Raven shook her head. “I don’t consider it abandonment in the least. Kell has done enough. He helped me stave off the worst of disaster and saved my reputation from total destruction. I would be imposing to ask for more.”
“Well…” Pursing her lips together for a moment, Brynn then flashed an encouraging smile. “You know we will stand beside you. We will simply have to put our heads together and determine how best to weather the tempest. You cannot remain here stewing all alone. As soon as possible you must resume your usual pursuits. Your morning rides in the park, most particularly. And we’ll make calls together. And we will commandeer Lucian to squire us to evening functions. You cannot be thought of as cowering.”
Raven grimaced. “I have no intention of cowering…although I admit I don’t relish having to show my face in public. I shudder to think of all the witches who are cackling with glee over how far I’ve fallen, now that I am no longer to be a duchess.”
Brynn’s expression turned sympathetic once more. “Raven, I am truly sorry. I know how much your having a title meant to your mother.”
Summoning a bravado she didn’t feel, Raven shrugged. “It cannot be helped now. There is no use feeling sorry for myself. There may even be some advantages to my ruination.” Her mouth twisted ruefully. “Now I needn’t endure all those interminable entertainments that Halford would have expected me to attend. And a married woman has much more freedom. Being the mistress of my own household will be far preferable to living under my aunt Catherine’s thumb.” Raven hesitated. “What worries me more is the danger I may have subjected Kell to. Halford is furious at him as well as me.”
“I can imagine,” Brynn said wryly. “But surely it will blow over in time.”
“I’m not so certain. Halford says he means to ruin my husband.”

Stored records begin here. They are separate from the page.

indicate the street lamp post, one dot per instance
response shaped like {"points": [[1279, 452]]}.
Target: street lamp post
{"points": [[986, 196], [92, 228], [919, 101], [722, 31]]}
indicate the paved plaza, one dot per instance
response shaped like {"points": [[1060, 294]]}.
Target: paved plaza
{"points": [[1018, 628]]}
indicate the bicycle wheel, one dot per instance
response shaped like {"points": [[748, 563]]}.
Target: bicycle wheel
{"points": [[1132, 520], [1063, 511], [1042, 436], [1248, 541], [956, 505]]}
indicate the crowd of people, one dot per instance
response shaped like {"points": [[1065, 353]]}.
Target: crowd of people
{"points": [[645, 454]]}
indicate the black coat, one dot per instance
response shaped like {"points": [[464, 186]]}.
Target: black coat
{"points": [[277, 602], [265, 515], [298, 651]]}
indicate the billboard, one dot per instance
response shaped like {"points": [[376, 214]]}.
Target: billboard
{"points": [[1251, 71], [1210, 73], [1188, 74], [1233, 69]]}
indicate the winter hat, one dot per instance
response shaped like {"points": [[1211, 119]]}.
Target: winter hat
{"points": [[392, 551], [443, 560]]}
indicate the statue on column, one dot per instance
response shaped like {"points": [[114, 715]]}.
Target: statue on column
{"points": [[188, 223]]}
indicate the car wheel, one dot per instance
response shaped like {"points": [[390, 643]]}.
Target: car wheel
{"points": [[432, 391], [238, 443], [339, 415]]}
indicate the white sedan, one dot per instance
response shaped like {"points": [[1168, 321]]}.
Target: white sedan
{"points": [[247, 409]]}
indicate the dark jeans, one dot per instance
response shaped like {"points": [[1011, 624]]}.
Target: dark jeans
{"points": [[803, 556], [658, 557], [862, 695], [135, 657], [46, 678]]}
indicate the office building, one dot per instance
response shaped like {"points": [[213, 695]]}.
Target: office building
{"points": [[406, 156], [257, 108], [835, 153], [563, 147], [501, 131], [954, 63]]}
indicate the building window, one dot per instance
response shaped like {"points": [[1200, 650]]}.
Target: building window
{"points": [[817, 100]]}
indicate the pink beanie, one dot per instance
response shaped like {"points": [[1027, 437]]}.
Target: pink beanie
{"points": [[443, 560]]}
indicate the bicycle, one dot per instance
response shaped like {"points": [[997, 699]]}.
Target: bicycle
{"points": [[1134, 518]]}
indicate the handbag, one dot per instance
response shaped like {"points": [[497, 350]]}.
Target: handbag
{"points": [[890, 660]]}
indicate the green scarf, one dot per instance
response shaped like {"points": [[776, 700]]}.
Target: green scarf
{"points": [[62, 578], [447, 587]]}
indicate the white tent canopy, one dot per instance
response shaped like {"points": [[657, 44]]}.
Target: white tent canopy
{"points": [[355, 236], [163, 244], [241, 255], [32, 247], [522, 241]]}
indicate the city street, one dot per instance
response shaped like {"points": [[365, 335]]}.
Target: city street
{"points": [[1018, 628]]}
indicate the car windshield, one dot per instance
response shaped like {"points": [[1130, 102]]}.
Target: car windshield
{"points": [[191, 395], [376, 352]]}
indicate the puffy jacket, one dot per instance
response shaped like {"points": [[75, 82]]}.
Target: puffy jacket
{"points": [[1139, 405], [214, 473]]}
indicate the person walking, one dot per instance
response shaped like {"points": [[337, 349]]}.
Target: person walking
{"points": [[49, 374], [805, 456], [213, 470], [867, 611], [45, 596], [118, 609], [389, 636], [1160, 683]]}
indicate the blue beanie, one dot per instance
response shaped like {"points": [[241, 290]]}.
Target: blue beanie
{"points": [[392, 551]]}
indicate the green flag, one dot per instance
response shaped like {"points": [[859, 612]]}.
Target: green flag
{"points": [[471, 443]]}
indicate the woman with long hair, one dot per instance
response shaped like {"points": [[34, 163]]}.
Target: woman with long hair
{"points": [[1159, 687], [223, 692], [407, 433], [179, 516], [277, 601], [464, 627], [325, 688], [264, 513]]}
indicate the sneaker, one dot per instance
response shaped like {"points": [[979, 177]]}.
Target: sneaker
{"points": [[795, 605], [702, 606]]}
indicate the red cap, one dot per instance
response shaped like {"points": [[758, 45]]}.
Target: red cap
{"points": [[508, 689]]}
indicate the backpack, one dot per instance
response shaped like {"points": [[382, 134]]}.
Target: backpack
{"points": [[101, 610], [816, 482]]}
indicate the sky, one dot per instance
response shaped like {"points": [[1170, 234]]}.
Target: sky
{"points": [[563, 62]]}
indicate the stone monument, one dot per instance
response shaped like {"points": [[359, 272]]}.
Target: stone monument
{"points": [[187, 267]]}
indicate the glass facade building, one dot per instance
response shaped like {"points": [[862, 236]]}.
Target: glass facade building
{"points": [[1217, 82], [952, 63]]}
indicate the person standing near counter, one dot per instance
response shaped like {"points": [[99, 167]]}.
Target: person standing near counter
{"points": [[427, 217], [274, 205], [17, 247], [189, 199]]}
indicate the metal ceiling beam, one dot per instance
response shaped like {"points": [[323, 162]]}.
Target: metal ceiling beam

“Indeed? Well, that might prove more difficult than he supposes, with us as your allies. Lucian’s consequence is formidable enough to contest Halford’s, even if mine is not.”
“Brynn…I cannot let you become involved in my difficulties. You have enough to worry about at the moment.”
Lucian’s occupation as a spymaster had recently entangled them both in dangers that had nearly proved fatal. And with one of Britain’s foremost enemies still at large, a brutal traitor named Caliban, their lives were still at risk. Lucian never allowed Brynn to go anywhere without at least two bodyguards in attendance, Raven knew.
But her friend merely arched a delicate eyebrow. “You cannot possibly think we would desert you.”
“No, of course not. But I don’t like to burden you with my troubles. And even your support may not make any significant difference to my situation.”
Brynn shook her head. “Your ordeal must have scattered your wits more than you realized. You don’t sound at all like the Raven I know. Do you truly mean to give up and allow the ton to force you to live as an outcast?”
For a moment Raven stared. Then for the first time in two days she managed a laugh. “You are right, Brynn. Forgive me.” She shook her head. “I was allowing myself to wallow in defeat, wasn’t I?” Her chin rose with renewed resolve. “But the war is not over, and I have not been routed yet.”
Brynn gave a satisfied smile. “No, certainly not.”
“I assure you,” Raven added, a defiant smile claiming her own mouth, “I won’t be forced to live as an outcast. I vowed long ago that the ton would accept me, and I have strived too hard to abandon the fight now.”